Ces visages en ruines et ces corps disloqués apparaissent comme une matière à laquelle il faut donner forme. À ce fractionnement, le poème propose une géographie inexplorée — un « espace par-devers lui » (CH, 37) — qui se transmue en ce que Beaulieu appelle le « corps fauve [11] » (VA, 34). S’évader de cette « cage de peau » (CE, 13) exige d’avoir recours à certaines échappatoires, telles la drogue et le sexe, qui rappellent chez Beaulieu ces « techniques de soi » auxquelles Michel Foucault faisait référence dans ses travaux autour de l’Histoire de la sexualité [12]. Ces techniques provoquent un sentiment d’étrangeté par rapport à soi et redéfinissent chez Beaulieu « l’inscription [du sujet] dans le monde [en fondant] un autre ordre des choses [13] ». Cercle de justice témoigne d’une quête d’évasion et de la recherche d’un refuge : « à peine un instant que voilà passé/dans ce qui nous détache de nous-mêmes/et nous retrouve en autrui » (CE, 62). La drogue et la sexualité évoquent le mystère de la transsubstantiation et ce, particulièrement dans le recueil Visages, en permettant une expérience de communion et de partage :

l’oeil étamé de la douleur

quand elle habite les membranes

de ses seringues empoisonnées

en empêchant la peau de se refaire

une enveloppe

[…]

voici que tu foudroies chaque visage

et chaque visage trouve en toi sa grâce

et chaque rancoeur gît dans les os

depuis que face à la mort tu m’offres

à l’impassible vie.

VI, 79-80

Il faut penser cette relation au corps à l’aune de la potentialité.

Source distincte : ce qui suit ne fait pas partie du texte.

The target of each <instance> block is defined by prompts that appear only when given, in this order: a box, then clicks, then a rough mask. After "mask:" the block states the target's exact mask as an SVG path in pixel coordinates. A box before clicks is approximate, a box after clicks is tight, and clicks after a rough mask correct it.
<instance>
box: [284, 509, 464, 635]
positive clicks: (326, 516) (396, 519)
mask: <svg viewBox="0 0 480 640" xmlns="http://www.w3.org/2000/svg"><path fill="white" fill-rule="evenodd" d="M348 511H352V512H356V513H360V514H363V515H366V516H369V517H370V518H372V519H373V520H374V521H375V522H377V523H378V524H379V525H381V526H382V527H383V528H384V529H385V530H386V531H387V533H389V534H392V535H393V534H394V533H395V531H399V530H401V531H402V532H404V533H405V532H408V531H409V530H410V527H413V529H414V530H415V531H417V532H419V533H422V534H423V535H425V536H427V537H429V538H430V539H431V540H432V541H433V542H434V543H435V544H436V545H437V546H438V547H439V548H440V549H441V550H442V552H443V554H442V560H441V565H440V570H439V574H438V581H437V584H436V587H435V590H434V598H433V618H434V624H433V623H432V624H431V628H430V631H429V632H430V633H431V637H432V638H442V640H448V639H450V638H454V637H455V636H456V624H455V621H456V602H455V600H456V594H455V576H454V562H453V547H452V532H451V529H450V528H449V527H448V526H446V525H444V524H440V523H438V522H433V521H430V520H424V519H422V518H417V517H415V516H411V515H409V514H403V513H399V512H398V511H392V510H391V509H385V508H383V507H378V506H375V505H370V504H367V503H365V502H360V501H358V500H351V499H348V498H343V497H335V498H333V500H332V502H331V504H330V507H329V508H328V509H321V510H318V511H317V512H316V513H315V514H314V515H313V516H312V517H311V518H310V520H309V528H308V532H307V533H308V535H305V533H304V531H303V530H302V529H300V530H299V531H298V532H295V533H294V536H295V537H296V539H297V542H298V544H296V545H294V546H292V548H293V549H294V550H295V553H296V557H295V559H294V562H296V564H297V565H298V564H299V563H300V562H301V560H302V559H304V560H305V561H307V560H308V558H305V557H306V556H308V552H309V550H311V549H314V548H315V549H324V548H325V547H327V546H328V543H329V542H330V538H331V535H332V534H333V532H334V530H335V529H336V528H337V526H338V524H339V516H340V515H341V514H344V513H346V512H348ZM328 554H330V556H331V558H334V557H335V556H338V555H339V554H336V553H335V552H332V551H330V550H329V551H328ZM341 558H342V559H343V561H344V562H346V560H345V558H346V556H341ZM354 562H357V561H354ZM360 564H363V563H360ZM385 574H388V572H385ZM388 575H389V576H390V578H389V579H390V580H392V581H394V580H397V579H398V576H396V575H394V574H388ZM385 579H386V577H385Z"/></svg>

Ces techniques — la drogue et la sexualité — apparaissent comme des façons d’excéder le corps « en empêchant la peau de se refaire/une enveloppe ». Or c’est dans cette ouverture, cette échappée hors du soi, que « chaque visage [peut alors] trouve[r] en toi sa grâce ». Beaulieu se rapproche, en ce sens, de Gilbert Simondon qui, comme le résume Muriel Combes, « à la question kantienne : “Qu’est-ce que l’homme ?” substituerait la question : “Combien de potentiel un homme a-t-il pour aller plus loin que lui ?”, ou encore : “Que peut un homme pour autant qu’il ne soit pas seul [14] ? » C’est ainsi que le « corps fauve » évoqué plus tôt permet de se muer en l’autre, dans un « paysage du corps où chaque pli se débride/et se fait accessible » (VI, 24). Si elle apparaît toujours comme un geste individuel, solitaire, introspectif, cette sortie-de-soi demeure néanmoins une invitation à la communion :

et même si tout cela ne nous menait

nulle part

J’irais pressentir en toi cette rumeur

d’un autrefois qui nous fut à charge

de soigneuses dérélictions

entretenus par les ans

les miroirs où se distillent les rides

quand elles affinent les visages

et même si le temps nous bascule

en nous ceignant de ses plis

j’irais

dépeuplant l’univers

pour mieux naître en toi

pour mieux qu’en moi tu naisses.

VI, 48

Nul ne peut plus ignorer, avec Simondon, que le soi c’est le nous, et qu’il n’y a de pensée du commun qui ne soit une pensée de soi et de la transformation de soi telle qu’on la retrouve dans les poèmes de Beaulieu.

L’errance mémorielle

Dans les trois romans de Beaulieu, les personnages ne sont pas brisés et en proie à l’angoisse. Ils demeurent cependant tout autant morcelés et divisés que dans la poésie et ce, par la vision « moléculaire [15] » adoptée dans la narration. La description physique est toujours fragmentaire, se concentrant sur les détails sans offrir de vision d’ensemble. Le corps des personnages est fuyant et leur regard ne devine jamais qu’à la dérobée : « aperçue blonde femme couleur caramel raie des fesses devinée à travers le maillot blanc mouillé blonde touffe de cheveux blonds en plein soleil éclaboussures de lumière dans les yeux pas possible de la regarder elle se retournant les traits du visage flous dans le soleil belle sans doute peut-être m’en approcher » (TO, 9). Cette perspective évoque bien le rapport kaléidoscopique au monde que l’on retrouve dans son oeuvre et qui se définit notamment par ce recours fréquent à la démultiplication de l’infiniment petit. En témoignent l’abondance d’anecdotes, dans les poèmes et les romans, ainsi que l’importance que Beaulieu accorde explicitement au banal, au courant, à l’ordinaire. Le kaléidoscope est indissociable du nombre et du capharnaüm puisqu’il réfléchit des combinaisons d’images de la « vie multiple » et en reproduit la « grâce mouvante de tous les éléments [16] ». De façon figurée, ce jouet aux fragments colorés rappelle la figure du flâneur baudelairien confronté, dans ses interminables balades, à une succession variable d’impressions, de lieux, de sensations.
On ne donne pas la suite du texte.